On Mon, Jan 25, 2021 at 11:56 PM Masahiro Ikeda
<ikeda...@oss.nttdata.com> wrote:

(wal_write)
The number of times WAL buffers were written out to disk via
XLogWrite


Thanks.

I thought it's better to omit "The" and "XLogWrite" because other
views'
description
omits "The" and there is no description of "XlogWrite" in the
documents.
What do you think?

The documentation for WAL does get into the public API level of detail
and doing so here makes what this measures crystal clear.  The
potential absence of sufficient detail elsewhere should be corrected
instead of making this description more vague.  Specifically, probably
XLogWrite should be added to the WAL overview as part of this update
and probably even have the descriptive section of the documentation
note that the number of times that said function is executed is
exposed as a counter in the wal statistics table - thus closing the
loop.

Thanks for your comments.

I added the descriptions in documents and separated the patch
into attached two patches. First is to add wal i/o activity statistics.
Second is to make the wal receiver report the wal statistics.

Please let me know if you have any comments.

Regards,
--
Masahiro Ikeda
NTT DATA CORPORATION
From a93516dd9836345f97a6f4081597a7079dff4932 Mon Sep 17 00:00:00 2001
From: Masahiro Ikeda <ikeda...@oss.nttdata.com>
Date: Fri, 29 Jan 2021 16:41:34 +0900
Subject: [PATCH 1/2] Add statistics related to write/sync wal records.

This patch adds following statistics to pg_stat_wal view
to track WAL I/O activity.

- the total number of times writing/syncing WAL data.
- the total amount of time spent writing/syncing WAL data.
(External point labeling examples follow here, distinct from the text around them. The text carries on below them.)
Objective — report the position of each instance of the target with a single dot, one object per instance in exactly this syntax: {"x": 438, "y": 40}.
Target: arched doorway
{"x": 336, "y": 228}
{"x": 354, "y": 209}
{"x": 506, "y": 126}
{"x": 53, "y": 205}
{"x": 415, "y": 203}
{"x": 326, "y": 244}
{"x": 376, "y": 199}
Since to track I/O timing may leads significant overhead,
GUC parameter "track_wal_io_timing" is introduced.
Only if this is on, the I/O timing is measured.

The statistics related to sync are zero when "wal_sync_method"
is "open_datasync" or "open_sync", because it doesn't call each
sync method.

(This requires a catversion bump, as well as an update to
 PGSTAT_FILE_FORMAT_ID)

Author: Masahiro Ikeda
Reviewed-By: Japin Li, Hayato Kuroda, Masahiko Sawada, David Johnston
Discussion: https://postgr.es/m/0509ad67b585a5b86a83d445dfa75...@oss.nttdata.com
---
 doc/src/sgml/config.sgml                      | 21 +++++++
 doc/src/sgml/monitoring.sgml                  | 50 ++++++++++++++++
 doc/src/sgml/wal.sgml                         | 12 +++-
 src/backend/access/transam/xlog.c             | 59 ++++++++++++++++++-
 src/backend/catalog/system_views.sql          |  4 ++
 src/backend/postmaster/checkpointer.c         |  2 +-
 src/backend/postmaster/pgstat.c               |  4 ++
 src/backend/postmaster/walwriter.c            |  3 +
 src/backend/utils/adt/pgstatfuncs.c           | 24 +++++++-
 src/backend/utils/misc/guc.c                  |  9 +++
 src/backend/utils/misc/postgresql.conf.sample |  1 +
 src/include/access/xlog.h                     |  1 +
 src/include/catalog/pg_proc.dat               | 14 ++---
 src/include/pgstat.h                          |  8 +++
 src/test/regress/expected/rules.out           |  6 +-
 15 files changed, 202 insertions(+), 16 deletions(-)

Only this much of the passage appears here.